Re:Abnormal cells as models? (1)

TWX (665546) | about a year and a half ago | (#43185865)

Cells from the lining of the stomach. At least that's what Diana Muldaur told me...

SCIENCE: Ruining Everything Since 1543 (0)

Anonymous Coward | about a year and a half ago | (#43185523)

Obligatory [kickstarter.com]

Just imagine a "Supernatural" episode (3, Funny)

Culture20 (968837) | about a year and a half ago | (#43186115)

...with the ghost of Ms. Lacks. They'd have to salt & burn every last cell line.

HeLa? More like hella. (0)

Anonymous Coward | about a year and a half ago | (#43186145)

That's a hella cell line.

Scratchin' my head on this one... (0)

Anonymous Coward | about a year and a half ago | (#43186783)
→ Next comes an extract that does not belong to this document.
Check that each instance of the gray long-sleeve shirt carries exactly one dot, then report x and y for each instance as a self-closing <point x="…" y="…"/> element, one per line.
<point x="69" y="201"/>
So how'd they get a cell from my penis?

Re:Scratchin' my head on this one... (1)

tbird81 (946205) | about a year and a half ago | (#43187339)

So how'd they get a cell from my penis?

They simply took half of the number of cells in your penis.

mutli-award (1)

mattack2 (1165421) | about a year and a half ago | (#43187705)

That must be a new one. I've never heard of the "mutli" award.

(Can't people even take care to make a summary correct?)

They stole her cells (0)

Anonymous Coward | about a year and a half ago | (#43188183)

I just think it is important to note that they never asked her and never informed her when they decided to keep her tumor cells and not incenerate them like normal. Also, it is simply sequenced, as in we sequenced BLAH BLAH BLAH, or BLAH BLAH BLAH sequenceds.

Re:They stole her cells (0)

Anonymous Coward | about a year and a half ago | (#43189475)

1. She was dead.

2. This was nearly 75 years ago. They did things a bit differently back then.

3. The last guy to talk about "gets sequenced" had his ass handed back to him on a platter. Learn from his example.

HeLa cells are the dominant life form (1)

MassiveForces (991813) | about a year and a half ago | (#43190313)

Compared to Henrietta Lacks, it's interesting to note that her cell line is a much more successful offspring, in a way, being cultured up to thousands of times her body weight in labs around the world. Anyway in my work modelling toxicological processes I like to avoid depending just on carcinoma data. All of them have shotgunned DNA and I really don't think the data they give is that useful other than for very basic ball park measurements. This is partly because they are too resilient and partly because they don't exhibit certain types of metabolism. Fortunately there are a number of normal human cell lines that can be used instead, which I prefer. The only draw back is they are more expensive as they need to be repurchased frequently and are more difficult to culture.

Ah, the good old days (1)

ThatsNotPudding (1045640) | about a year and a half ago | (#43202013)

When doctors were treated as gods and never had to ask for permission to treat their patients as cars in a DIY junk yard, taking what they wanted.